Part of BT Group’s attraction is its aggressive fibre optic broadband rollout, similar to what Bell Canada has done here. James Britton, an analyst with Nomura Securities, expects its fiber optic network to cover 90% of U.K. homes and he expects 30% of households to sign on to the service by 2016.
He also says there are gains to be made in the mobile area. It doesn’t have much a presence in the consumer space, but millions of its broadband users do use cell phones. He thinks that once it does make more of a push into the retail market, it will be able to steal business away from its competitors. “The opportunity for profitable growth is substantial,” he wrote in a March 22 report.
The company has also been able to successfully reduce costs, which has been a main driver of earnings momentum. It cut about 4.5% of costs since the start of 2013 and it slashed 5.1% in 2012. If it can remain an efficient operation, and reduce costs further, then Britton expects we’ll see a 12% upside in 2015 earnings.
Robin Beinenstock, an analyst with Bernstein Research, points out that BT Group has had major issues around pension funding, but the worst is behind it. “The pension will likely require higher payments… but the deficit is greatly reduced from the bad old days,” she wrote in a May 9 report. She thinks it will have to top up payments by between £360 million to £655 million in 2015, but it’s still in much better shape than it used to be.

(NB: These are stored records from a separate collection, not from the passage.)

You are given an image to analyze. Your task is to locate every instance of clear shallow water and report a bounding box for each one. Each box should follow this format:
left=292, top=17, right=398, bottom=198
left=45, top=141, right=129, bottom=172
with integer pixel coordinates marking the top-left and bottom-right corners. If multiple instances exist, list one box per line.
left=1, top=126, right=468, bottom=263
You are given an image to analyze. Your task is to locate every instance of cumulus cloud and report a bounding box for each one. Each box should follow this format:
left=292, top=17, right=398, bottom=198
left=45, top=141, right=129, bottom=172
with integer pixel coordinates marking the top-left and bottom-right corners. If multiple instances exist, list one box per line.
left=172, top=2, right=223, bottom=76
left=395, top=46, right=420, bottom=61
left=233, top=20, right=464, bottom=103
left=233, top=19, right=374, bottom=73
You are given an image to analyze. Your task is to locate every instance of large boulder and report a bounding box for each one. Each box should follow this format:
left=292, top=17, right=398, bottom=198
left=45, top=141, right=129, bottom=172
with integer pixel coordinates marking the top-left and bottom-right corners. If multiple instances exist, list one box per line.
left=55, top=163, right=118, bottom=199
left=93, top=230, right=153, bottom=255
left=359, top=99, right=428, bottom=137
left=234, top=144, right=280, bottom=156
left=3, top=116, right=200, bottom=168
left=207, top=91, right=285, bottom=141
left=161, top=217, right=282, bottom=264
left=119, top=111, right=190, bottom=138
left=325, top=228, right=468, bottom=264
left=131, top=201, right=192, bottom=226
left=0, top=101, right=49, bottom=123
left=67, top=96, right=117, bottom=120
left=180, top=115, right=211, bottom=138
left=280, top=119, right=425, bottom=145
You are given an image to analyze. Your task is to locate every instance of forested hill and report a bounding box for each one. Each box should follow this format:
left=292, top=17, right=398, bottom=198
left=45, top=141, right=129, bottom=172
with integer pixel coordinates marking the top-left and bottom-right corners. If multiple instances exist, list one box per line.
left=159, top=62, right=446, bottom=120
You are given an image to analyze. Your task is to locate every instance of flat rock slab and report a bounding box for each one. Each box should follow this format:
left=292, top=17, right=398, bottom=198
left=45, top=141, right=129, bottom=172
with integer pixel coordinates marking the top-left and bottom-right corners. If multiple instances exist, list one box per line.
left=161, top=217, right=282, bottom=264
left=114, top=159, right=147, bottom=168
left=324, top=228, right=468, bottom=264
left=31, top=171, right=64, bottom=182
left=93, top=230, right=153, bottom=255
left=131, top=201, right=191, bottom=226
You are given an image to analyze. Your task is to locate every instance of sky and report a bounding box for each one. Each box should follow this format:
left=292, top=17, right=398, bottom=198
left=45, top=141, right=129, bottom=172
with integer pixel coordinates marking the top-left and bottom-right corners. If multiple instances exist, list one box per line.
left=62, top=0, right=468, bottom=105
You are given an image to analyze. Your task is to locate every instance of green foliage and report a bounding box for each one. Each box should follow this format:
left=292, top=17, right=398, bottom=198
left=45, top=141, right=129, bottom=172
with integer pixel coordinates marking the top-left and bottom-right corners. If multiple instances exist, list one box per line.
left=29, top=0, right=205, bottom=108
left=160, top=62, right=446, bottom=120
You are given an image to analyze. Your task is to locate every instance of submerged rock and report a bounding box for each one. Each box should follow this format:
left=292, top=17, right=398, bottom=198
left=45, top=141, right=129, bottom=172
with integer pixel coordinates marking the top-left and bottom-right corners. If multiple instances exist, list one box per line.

Although the stock is undervalued compared to Canadian telecoms, the dollar price isn’t cheap. Right you can buy shares for $317 on the London Stock Exchange. However, if analysts are right, the stock price should climb over the next 12 months. Britton has a $375 price target on the stock, while Bienenstock has a $325 target. Some analysts think it could get as high as $380. In the meantime, collect its 3.02% yield.